Nothing about life is predictable. We are human, and we are volatile, and we change. As children, we are forced to follow our parents where their lives take them. Us.
Often times, stability isn’t an option, and we are forced to find an external anchor that give us an identity. Something that lets us believe for a moment that we have something that ties us to….anywhere. For me, it has often been music.
When I was in the 7th grade, my teacher told our band class that learning and playing music was like learning and speaking a new language. The alphabet was smaller, and the expressions would feel foreign but, with practice, those things would become native to us. We’d not only create music, we’d work together to create a feeling, tell a story, speak a language. It felt special. It felt collective (and community is everything, all the time, but especially when you’re 12).
I picked up a flute and became part of a family. Not just at my school, but an international family of students, individuals, and professionals who read, made, and played music around the world. They could put music in front of me, and I could understand it. I could read the notes and hear the musical-phrases in my head; my fingers would twitch on sight-reading, and my tongue would dance as I noted where slurs and staccatos were placed along the page.

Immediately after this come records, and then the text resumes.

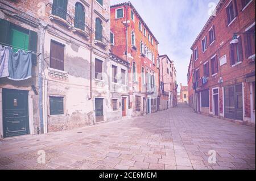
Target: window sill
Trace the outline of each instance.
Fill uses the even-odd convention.
[[[214,77],[214,76],[217,75],[217,74],[218,74],[218,73],[215,73],[215,74],[212,74],[212,77]]]
[[[237,17],[235,17],[235,18],[234,18],[231,22],[230,23],[229,23],[229,24],[228,25],[228,27],[229,27],[232,23],[233,22],[234,22],[234,20],[237,19]]]
[[[249,3],[247,3],[247,5],[245,5],[245,7],[243,7],[243,9],[242,9],[242,11],[243,11],[246,9],[246,7],[247,7],[249,6],[249,5],[251,3],[251,2],[253,2],[253,0],[250,1],[250,2],[249,2]]]

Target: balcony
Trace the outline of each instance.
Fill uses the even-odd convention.
[[[72,24],[72,17],[67,11],[51,3],[47,4],[51,9],[51,14],[49,18],[51,20],[55,20],[71,30]]]
[[[72,30],[75,33],[79,33],[89,40],[92,29],[82,22],[76,22],[75,16],[66,10],[55,7],[51,3],[47,4],[51,9],[51,14],[49,18],[52,21],[55,20]]]
[[[87,40],[89,40],[91,30],[88,25],[79,22],[75,23],[75,26],[72,27],[72,32],[74,33],[78,33],[85,37]]]
[[[94,44],[96,45],[98,45],[106,49],[108,47],[108,43],[109,40],[106,37],[96,35],[94,40]]]

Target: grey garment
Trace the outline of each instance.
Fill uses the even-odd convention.
[[[31,52],[18,50],[14,52],[10,51],[8,78],[14,81],[21,81],[31,77],[32,61]]]
[[[0,78],[9,76],[8,70],[8,60],[10,48],[3,47],[0,45]]]

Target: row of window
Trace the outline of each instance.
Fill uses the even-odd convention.
[[[97,0],[102,6],[103,0]],[[54,0],[52,6],[52,13],[64,19],[67,18],[67,0]],[[76,28],[85,30],[85,11],[84,6],[79,2],[76,3],[75,10],[74,26]],[[97,40],[104,41],[102,35],[102,22],[97,18],[96,19],[95,39]]]
[[[244,9],[247,6],[249,3],[250,3],[252,1],[251,0],[241,0],[242,1],[242,8]],[[230,3],[226,7],[226,11],[228,19],[228,26],[235,20],[236,17],[238,15],[238,11],[237,11],[237,1],[232,0],[230,1]],[[209,43],[208,41],[208,35],[205,35],[205,36],[201,40],[201,47],[202,47],[202,52],[204,52],[208,48],[208,46],[210,46],[215,41],[216,36],[215,36],[215,29],[214,26],[213,25],[209,30],[208,32],[208,37],[209,37]],[[255,36],[255,35],[254,35]],[[251,48],[250,48],[251,49]],[[199,52],[198,48],[196,48],[193,50],[193,57],[194,60],[196,61],[199,58]]]
[[[124,17],[123,8],[122,7],[122,8],[120,8],[120,9],[117,9],[115,10],[115,18],[116,19],[118,19],[118,18],[122,18],[123,17]],[[134,12],[133,12],[133,11],[132,10],[131,10],[131,19],[134,22],[135,22]],[[154,45],[153,37],[150,36],[150,34],[149,32],[147,33],[147,31],[146,30],[146,28],[144,27],[144,28],[143,28],[143,32],[144,36],[145,37],[147,37],[148,40],[153,45]],[[139,21],[139,30],[141,32],[142,32],[142,23],[141,23],[141,21]],[[135,36],[135,35],[134,35],[134,36]],[[133,40],[132,40],[132,42],[133,42]],[[156,48],[157,49],[157,44],[156,44],[156,43],[155,44],[156,44]],[[135,43],[133,44],[133,43],[132,43],[132,45],[135,45]]]

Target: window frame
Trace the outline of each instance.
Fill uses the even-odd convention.
[[[95,66],[94,66],[94,67],[95,67],[94,68],[95,77],[94,77],[94,78],[96,80],[102,81],[103,81],[103,62],[104,62],[104,61],[102,61],[102,60],[100,60],[99,58],[95,58],[94,61],[95,61],[95,63],[94,63],[94,65],[95,65]],[[98,61],[99,62],[100,62],[101,64],[101,72],[97,72],[96,71],[96,61]],[[101,79],[98,79],[98,76],[97,75],[98,75],[98,74],[101,74]]]
[[[51,112],[52,112],[52,111],[51,111],[51,106],[52,106],[52,104],[51,103],[51,98],[54,98],[54,99],[61,98],[61,99],[62,99],[62,103],[63,103],[63,105],[62,105],[62,109],[63,109],[62,112],[60,112],[60,110],[59,110],[59,111],[56,111],[56,112],[57,112],[56,113],[51,113]],[[65,105],[64,105],[65,104],[64,104],[64,102],[65,102],[65,96],[63,96],[63,95],[49,95],[49,115],[51,116],[57,116],[64,115],[64,114],[65,114]],[[56,104],[56,103],[55,103],[55,104]],[[56,105],[55,105],[55,106],[56,106]]]
[[[119,110],[119,109],[118,109],[118,99],[112,99],[112,111],[118,111]]]
[[[122,17],[117,18],[117,10],[122,10],[123,16]],[[124,16],[125,16],[125,15],[124,15],[124,12],[123,12],[123,7],[117,8],[115,10],[115,19],[123,18]]]
[[[207,49],[207,36],[205,35],[201,40],[202,52],[204,53]],[[204,47],[204,45],[205,47]],[[204,48],[205,48],[204,49]]]

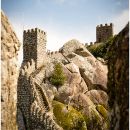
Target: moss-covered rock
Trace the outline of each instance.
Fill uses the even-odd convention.
[[[129,24],[108,51],[108,96],[111,130],[129,129]]]
[[[108,111],[102,105],[97,105],[96,109],[105,119],[108,117]]]
[[[53,101],[53,112],[57,123],[65,130],[87,130],[84,117],[72,106]]]

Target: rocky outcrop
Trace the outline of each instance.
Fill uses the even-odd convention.
[[[114,38],[107,54],[111,130],[129,129],[129,24]]]
[[[27,130],[63,130],[55,122],[46,91],[35,77],[43,68],[35,70],[33,60],[22,66],[18,80],[18,109],[22,112]]]
[[[69,62],[78,66],[88,89],[107,90],[107,67],[98,61],[77,40],[70,40],[60,49]]]
[[[17,79],[20,42],[1,12],[1,129],[17,130]]]

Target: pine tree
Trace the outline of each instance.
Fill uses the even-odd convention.
[[[66,77],[63,73],[61,64],[55,63],[54,71],[50,78],[51,84],[53,84],[53,85],[57,86],[57,88],[59,88],[59,86],[64,84],[65,79],[66,79]]]

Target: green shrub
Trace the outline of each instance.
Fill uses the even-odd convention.
[[[51,84],[59,87],[64,84],[65,80],[66,80],[66,77],[63,73],[61,64],[55,63],[54,72],[52,76],[50,77]]]

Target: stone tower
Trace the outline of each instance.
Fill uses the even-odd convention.
[[[24,30],[23,33],[23,63],[33,59],[35,67],[43,65],[46,57],[46,32],[35,28]]]
[[[96,27],[96,43],[105,42],[112,36],[113,36],[112,23],[110,23],[110,25],[105,24],[105,26],[100,24],[100,26],[98,25]]]

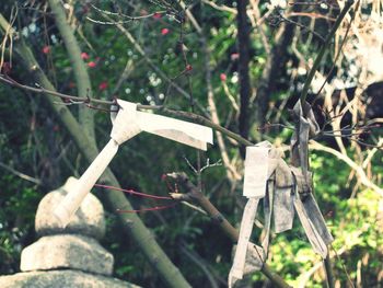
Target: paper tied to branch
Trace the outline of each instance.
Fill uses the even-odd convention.
[[[206,150],[212,143],[212,130],[209,127],[178,120],[161,115],[137,111],[137,104],[117,100],[118,113],[113,113],[111,140],[79,178],[77,186],[68,193],[55,209],[55,217],[66,227],[82,200],[103,174],[118,147],[141,131],[148,131],[171,140]]]
[[[229,274],[229,287],[237,279],[242,279],[245,270],[246,255],[252,235],[255,216],[259,199],[265,197],[266,185],[269,173],[269,142],[262,142],[258,146],[246,147],[245,175],[243,184],[243,195],[248,198],[243,211],[239,242],[233,260],[233,265]],[[259,254],[259,263],[263,263]],[[262,265],[259,266],[259,268]]]
[[[309,171],[309,138],[320,131],[307,102],[298,101],[293,107],[295,130],[291,138],[290,168],[294,176],[293,205],[313,250],[327,256],[327,245],[334,241],[313,196],[312,173]]]

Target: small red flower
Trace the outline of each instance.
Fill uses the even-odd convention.
[[[0,67],[0,72],[4,74],[9,74],[12,70],[11,64],[10,62],[3,62],[2,67]]]
[[[85,51],[81,53],[81,59],[88,60],[89,59],[89,54],[85,53]]]
[[[155,13],[153,14],[153,18],[154,18],[154,19],[161,19],[161,18],[162,18],[162,15],[161,15],[161,13],[155,12]]]
[[[161,30],[161,34],[162,35],[166,35],[166,34],[169,34],[169,32],[171,32],[169,28],[162,28]]]
[[[232,59],[232,61],[234,61],[234,60],[240,58],[240,54],[239,53],[233,53],[232,55],[230,55],[230,58]]]
[[[96,67],[97,65],[96,65],[96,62],[95,61],[90,61],[89,64],[88,64],[88,67],[89,68],[94,68],[94,67]]]
[[[43,47],[43,53],[44,54],[49,54],[50,53],[50,47],[49,46],[44,46]]]
[[[107,82],[106,81],[101,82],[98,85],[98,90],[104,91],[105,89],[107,89]]]

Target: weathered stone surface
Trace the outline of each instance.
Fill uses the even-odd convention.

It’s been more than a year since I’ve picked up that flute, but that music still lives inside of me. I just had to remember.
Tonight, I saw an orchestra perform – for the first time in a long time. In recent years, I haven’t much thought about classical music, brass instruments, reeds, spit valves, or conductors. I hadn’t thought about tempo, or timpani, or how hot stage lighting is. I smiled as they tuned their instruments, remembering years and years of wondering if I was sharp, or flat, and could the sax player behind me play a C for me? And then they started playing, and I understood.
I understood the conductor in his dance on the podium. Silent words, silent leader (at least during a performance. We all know what the conductor is like during rehearsal, haha). I listened to the stories, and found myself (more than once) tapping my foot to keep the tempo. Old habits die hard, I guess. I winced when the woodwinds lagged for about 5 seconds during La Danza del Sable; I could hear them breathing panic into their instruments.
But aside from understanding and appreciating, I had an overwhelming rush of “home” wash over me. I had forgotten an integral part of who I am. That no matter where I travel, or how far away I am from friends and family, that I have this – that I can always anchor myself in the knowledge that I belong to a community, stretched far and wide, and speaking a language all its own. That I’m not foreign in this world, and that I can communicate with anyone who speaks this language – that we can tell a story together without ever saying a single word.
Maybe it sounds stupid. Maybe it sounds like a desperate stretch for a girl without a hometown. Maybe it sounds hippy-dippy and weird. I don’t know.
All I know is that it sounds like belonging to me.